A bright welcoming banner with blue and yellow lettering offsets the bleakness of the long, gray concrete wall across the street from Mahalia Jackson Elementary School. The canvas banner has cracks in it that runs across Jackson’s portrait, yet the face of the woman known as the Queen of Gospel beams out at the world.
This is what Joseph Davis drives by most days. Past the blocks-long wall with a Metra track running atop it and several long underpasses below, past the banner and into the parking lot. He works as a janitor at the elementary school--cleaning bathrooms, tidying up the lunchroom. He likes the work. At 22, he’s been doing janitorial work at Jackson and other schools since he graduated from another Chicago Public School, George H. Corliss High School, in 2008.
But there’s a chance he won’t be there long. Jackson is one of 54 schools that CPS plans to close. Its students will move to other buildings, the teachers will look for other jobs, as will all of the support staff.
Davis sees his job of keeping the school clean as an important one. “When they do health inspections, they rely on us,” he says. He is worried about losing the job he has held since the start of the school year.
“Everyone has a family. Everyone has to pay bills,” Davis says. “It’s really nerve-racking. I have this job now. Now my job is gone. We are pretty much just waiting to get laid off.”
Unlike the teachers, that fought for CPS to institute a safety net if they lose their jobs through a school closings, there is little recourse for Davis to find another janitorial job at CPS. The Service Employees International Union, which represents Davis and other custodian and lunchroom workers at CPS, says that 2,108 custodians and lunchroom workers will lose their jobs if all of the 54 schools are closed. Jackson has two other custodians besides Davis, six lunchroom workers, and one lunchroom manager.
Davis makes $13 an hour and supports his girlfriend and their 3-year-old daughter on his full-time wages.
Each day he cleans the bathrooms several times a day, tidies up the lunchroom after students eat, empties the garbage, sweeps the halls and cleans the classrooms at the end of the school day.
CPS is contractually obligated to keep 821 full-time custodians in the district for the 681 schools at all times. Any reductions in the custodian ranks would first come from private or outsourced firms that CPS works with, which are non-unionized workers and hired on a contractual basis, according to Izabela Miltko, a communications specialist with the Service Employees International Union’s Local 1.
But this doesn’t mean that CPS will be able to retain the staffers who lose their jobs from the closings, nor is the district legally obligated to, Miltko said. CPS did not reply to repeated requests for comment on the record.
“Of course, we are going to fight for those workers,” Miltko says. “But it’s really glum out there. It’s hard to get jobs right now. We expect a lot of the people will end up with minimum-wage jobs, or worse, no jobs.”
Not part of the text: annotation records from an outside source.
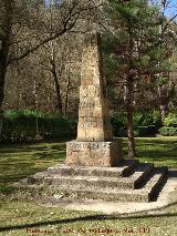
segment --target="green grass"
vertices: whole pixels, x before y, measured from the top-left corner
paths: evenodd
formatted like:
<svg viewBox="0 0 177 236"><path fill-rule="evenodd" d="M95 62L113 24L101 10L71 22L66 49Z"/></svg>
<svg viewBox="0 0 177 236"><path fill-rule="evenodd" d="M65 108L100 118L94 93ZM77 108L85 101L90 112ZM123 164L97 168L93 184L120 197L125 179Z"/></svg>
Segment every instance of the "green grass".
<svg viewBox="0 0 177 236"><path fill-rule="evenodd" d="M177 167L177 137L136 138L140 162ZM127 140L124 140L124 155L127 155ZM111 215L91 212L71 212L38 205L9 184L43 171L65 156L65 142L37 145L1 145L0 148L0 235L177 235L177 205L159 212L159 215L134 214ZM149 227L149 233L139 234L139 227ZM79 229L87 230L77 233ZM94 233L90 229L119 230L114 234ZM28 230L29 229L29 230ZM30 229L40 233L32 234ZM69 233L64 233L64 230ZM75 230L71 233L70 229ZM28 230L28 232L27 232ZM42 232L42 230L48 230ZM127 233L126 230L129 230ZM134 233L131 233L131 232Z"/></svg>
A report by Service Employees International Union, the Chicago Teachers Union and UNITE HERE, estimated that 15 percent of households in Chicago has a member belonging to one of the unions employing workers in schools, meaning many families will therefore be adversely affected by the closures.“It’s the toughest communities that will be affected, that are already recovering from poverty, violence and neglect” and who will then have to deal with the loss in income, Miltko said.
Davis lives in the South Shore neighborhood, where the 2011 American Community Survey shows that 42.3 percent of families with children below 5 years old in the ZIP code live below the poverty line. Where he works, in Auburn Gresham, the poverty rate for families with children under 5 is 40.8 percent.
Now--and he hopes for not too long--Davis will be another unemployed resident in a neighborhood that’s struggling to keep its head above water.
As for Jackson students, 75 percent of whom are low-income, Davis sees himself in them.
He spent his last year of high school living in a shelter with his parents. He relied on a few of his teachers to provide emotional support and, at times, something as simple as a clean T-shirt.
“I understand some of the kids story,” he says. “When I see some of the kids come here with frustrations, I understand why they are aggravated sometimes. Some of the kids, they stay after school and just don’t want to leave because the teachers give them the attention they are lacking.”
While there is a chance the school will stay open--it was one of 10 schools that hearing officers earlier this month suggested should be kept open, because of its high special-education population--Davis is already keeping his eye open for jobs.
Ideally, he’d like a job with CPS, or with the private janitorial service he was working for before starting at Jackson. He may also go back to school and learn to be a boiler engineer, the person who oversees a building’s heating and cooling--a job he hopes will help keep him and his family afloat.
“If it don’t go the way I hope” and the school doesn’t stay open, “I’ll be looking,” Davis says.